Countless lives were touched by his rich and varied ministries: these began in Ohio at St. Gertrude's in Madeira and Aquinas College High School, Columbus ('56-'65). He served hospital chaplaincies in N.Y. City, Little Rock, AR, Columbia, SC; additional parish ministries included service at Sacred Heart, Rosedale, MS, St. Thomas More, Englewood, CO & Good Shepherd, Denver, CO; his work as an "itinerant preacher" extended from 1978-1985 (out of Wheeling, WV and Little Rock, AR). He was a college/university chaplain, including a significant stint at Siena Heights, Adrian, MI ('69-'78) and Trinity University, San Antonio, TX (2000-2008). In his last years, in San Antonio, despite failing health, he generously served as a supply chaplain for various religious (including the Congreg. of Divine Providence, Sisters of the Incarnate Word, Sisters of the Holy Spirit, Salesian Sisters.), and often helped at Holy Redeemer Parish and at St. Ann Church in San Antonio.

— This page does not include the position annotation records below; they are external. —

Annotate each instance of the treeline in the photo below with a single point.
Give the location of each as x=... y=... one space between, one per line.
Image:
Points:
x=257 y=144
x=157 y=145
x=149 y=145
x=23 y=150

John E. Keefer, O.P., Dominican friar of San Juan Macias Priory (at St. Ann Church) went peacefully to his Lord Wednesday, December 17, 2008 at Los Alamos, NM in the 79th year of his life and the 52nd year of his priesthood. Inurnment was at the Dominican Friars' Plot, 39003 Rosaryville Road, Rosaryville, Tangipahoa Parish Louisiana 70454 (Ponchatoula), LA. 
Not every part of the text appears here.